Part of the problem here is that many women with smooth pregnancies will choose a maternity clinic because they tend to be much nicer and much more flexible. This reduces the demand for maternity facilities at general hospitals, which then close due to very low demand. Our local general hospital just about hung onto its maternity ward after attempts to close it. That particular hospital happens to be very depressing and I can fully understand women choosing to give birth elsewhere. Not all hospitals are grey, cold and depressing, but ours certainly is.

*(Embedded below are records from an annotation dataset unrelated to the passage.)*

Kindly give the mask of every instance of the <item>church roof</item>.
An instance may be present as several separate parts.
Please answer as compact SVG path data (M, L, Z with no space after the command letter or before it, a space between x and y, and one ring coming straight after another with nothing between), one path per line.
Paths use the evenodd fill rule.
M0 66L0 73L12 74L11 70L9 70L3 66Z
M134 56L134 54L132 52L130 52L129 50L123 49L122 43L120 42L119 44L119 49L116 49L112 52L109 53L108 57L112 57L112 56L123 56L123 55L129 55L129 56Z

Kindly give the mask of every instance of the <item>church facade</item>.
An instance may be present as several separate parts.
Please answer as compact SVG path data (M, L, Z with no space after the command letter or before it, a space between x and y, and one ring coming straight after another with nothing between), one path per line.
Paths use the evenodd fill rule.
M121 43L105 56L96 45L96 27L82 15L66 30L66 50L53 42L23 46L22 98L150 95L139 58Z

Maternity clinics can only handle straightforward births (including C sections) and if there are any complications, they call an ambulance and its off to the general hospital. With the average age of mothers going up, if anything the risk of complications will be increasing.

3 ( +4 / -1 )

The hen or egg problem again? Of course more pregnancies will again lead to more birth and maternity clinics. But it's of course easier and more convenient to hide behind a current lacking of such places and use that as another reason for not having or wanting a family and children. Btw globally, most babies are born in places and countries without any or only a very rare number of birth clinics or medical treatment. How do they manage all that there, and even increasingly?

-1 ( +1 / -2 )

The hen or egg problem again?

Not really the case, the lack of appropriate facilities is not an "excuse" as you try to misrepresent but a perfectly valid reason for people to choose not to have children, specially those that had one and personally experienced the difficulties and risks that come from the lack of support.

If the government is supposedly trying to promote births then first of all it has to provide anything and everything that is necessary for this, even if nobody uses it for a while. Pretending that people (and specially the children) should suffer for a while to justify providing everything that is lacking makes absolutely no sense.